Hamlet has a mind that goes “before and after”—it enlarges its discourse to include human history, to see Caesar turned to clay, to see Alexander turned to dust to stop up a beer barrel. To put it another way, Hamlet does not have a fear of fossils. Indeed, his mind seizes upon fossils with a curiosity that even Hamlet’s closest friend, Horatio, finds a little disturbing. When Hamlet uses his imagination to trace the noble dust of Alexander till he finds it stopping up a bunghole, his friend replies: “’Twere to consider too curiously to consider so.” But Hamlet’s imagination won’t be chastised. His mind has a diligence for its tasks, an imaginative tenacity that insists on seeing the funeral baked meats coldly served up at the marriage tables; it also must narrate how “a king may go a progress through the guts of a beggar.” In Hamlet’s mind, narrative time opens up onto the widest horizons until the absurd presents itself as a stranger. But Hamlet instructs us to welcome strangers. For there is finally nothing strange to the mind that has taken the cosmos for its polis; or rather, everything is potentially strange, and therefore wonderful, and open to examination and meditation. On such minds, we say, nothing is lost. Strangers, even dead ones, are always welcome. The gorge may rise at the contemplation of fossilizing friends, but Hamlet cannot keep his curiosity from pursuing mortality with archeological wistfulness. For it turns out that the unearthed skull is really an old friend. And skulls far older than Yorick’s have turned out to be friends of the family of hominids. I have a photo of a very cheerful Louis Leakey holding a skull he found, an ancestor, he believed, of Homo sapiens that he discovered in Tanzania, where Olduvai Gorge rose to his probing hands. His wife, Mary Leakey, would make the truly important discovery, but both of them owe something of their curiosity to Shakespeare’s invention of Hamlet, who first taught us how to be at once sad and excited by the skulls we may happen to meet.

 

Gratification and Inspiration

I said I would end with the high point of my teaching experience at Baylor, and so I shall.
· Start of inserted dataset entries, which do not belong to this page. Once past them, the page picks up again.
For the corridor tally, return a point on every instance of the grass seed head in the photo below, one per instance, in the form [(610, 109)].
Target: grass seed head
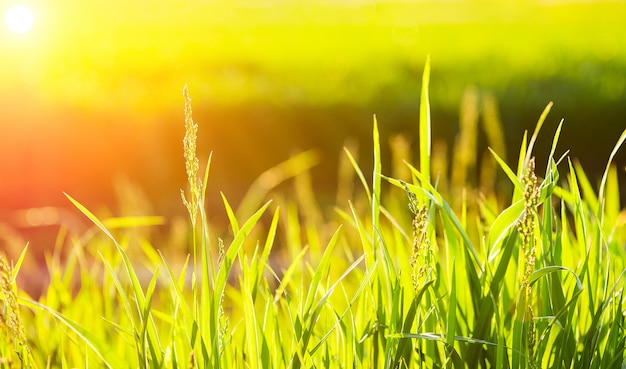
[(191, 161), (10, 316)]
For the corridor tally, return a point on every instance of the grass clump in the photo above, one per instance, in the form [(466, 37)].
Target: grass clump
[(417, 269)]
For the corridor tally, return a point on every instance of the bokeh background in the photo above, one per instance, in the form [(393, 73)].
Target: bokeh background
[(91, 97)]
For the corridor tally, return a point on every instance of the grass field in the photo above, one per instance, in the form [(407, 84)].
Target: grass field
[(415, 267)]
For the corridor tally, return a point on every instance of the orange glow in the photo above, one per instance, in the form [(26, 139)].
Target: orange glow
[(93, 90)]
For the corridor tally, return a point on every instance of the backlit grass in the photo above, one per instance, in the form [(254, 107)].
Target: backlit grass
[(416, 267)]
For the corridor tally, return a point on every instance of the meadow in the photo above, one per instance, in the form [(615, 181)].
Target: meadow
[(417, 265)]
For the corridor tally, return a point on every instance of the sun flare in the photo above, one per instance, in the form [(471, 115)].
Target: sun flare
[(19, 18)]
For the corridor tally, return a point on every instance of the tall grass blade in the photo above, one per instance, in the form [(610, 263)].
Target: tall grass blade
[(424, 124)]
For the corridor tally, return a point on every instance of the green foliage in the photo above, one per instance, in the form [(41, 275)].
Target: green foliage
[(427, 272)]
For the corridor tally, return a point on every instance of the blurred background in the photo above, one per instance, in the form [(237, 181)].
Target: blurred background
[(91, 96)]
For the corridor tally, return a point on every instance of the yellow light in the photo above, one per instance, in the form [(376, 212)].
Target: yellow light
[(19, 18)]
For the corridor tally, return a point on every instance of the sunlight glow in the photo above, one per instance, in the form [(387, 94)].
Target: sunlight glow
[(19, 18)]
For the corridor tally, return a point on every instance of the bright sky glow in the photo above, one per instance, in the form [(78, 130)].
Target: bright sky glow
[(19, 18)]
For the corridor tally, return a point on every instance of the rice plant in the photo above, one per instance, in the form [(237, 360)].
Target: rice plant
[(417, 267)]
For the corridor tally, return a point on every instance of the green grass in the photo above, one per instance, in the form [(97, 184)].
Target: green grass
[(418, 268)]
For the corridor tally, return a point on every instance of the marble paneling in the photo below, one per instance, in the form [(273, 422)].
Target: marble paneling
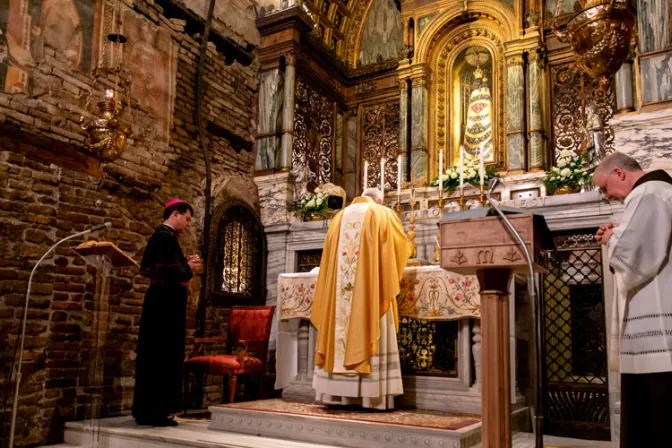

After my last class on Hamlet in the spring of 2000 one student remained and detained me for a few extraordinary minutes. She wanted to share her ideas on Hamlet and Ophelia. As she talked she grew more and more animated. In fact, she was nearly beside herself with intellectual excitement, her head filled with the fireworks of thought-experiments igniting one another. Even as she was discussing those external paramours of Shakespeare’s play, her interior paramour was forming like a crystal, or a prism, refracting the light of her imagination. Suddenly Mr. 4.0 flashed into my mind, for this young woman was the opposite of the young man who had murdered Hamlet one day the year before. Her mind and ears were wide open to everything around her. Literature possessed her young soul, filling her with the intense archeology of words. I knew I was still on the hook to turn 4.0 boy into wonder girl: to make the stone desire. But it is only because of the fraction of students who think on their own, who like thinking, who enjoy picking through the bones of the past—it is only because of these beautifully strange, deeply unorthodox students that I have any desire to go back into the classroom, crack open Hamlet, and start the lecture. But my time has passed.


Note

1. “Fountainheads” are the very small and vaguely bohemian group of students who offer resistance to the elite Baptist dogmatists at Baylor. Among the Fountainheads one may find certain members of the “Noze Brotherhood.” The Rope is their satiric contribution, no sooner published than confiscated by the administrators.


This article is an abridged version of a lecture the author delivered at Baylor University on April 28, 2000. Having resigned his position at Baylor, James Soderholm is now a Fulbright Scholar at Charles University in Prague, Czech Republic.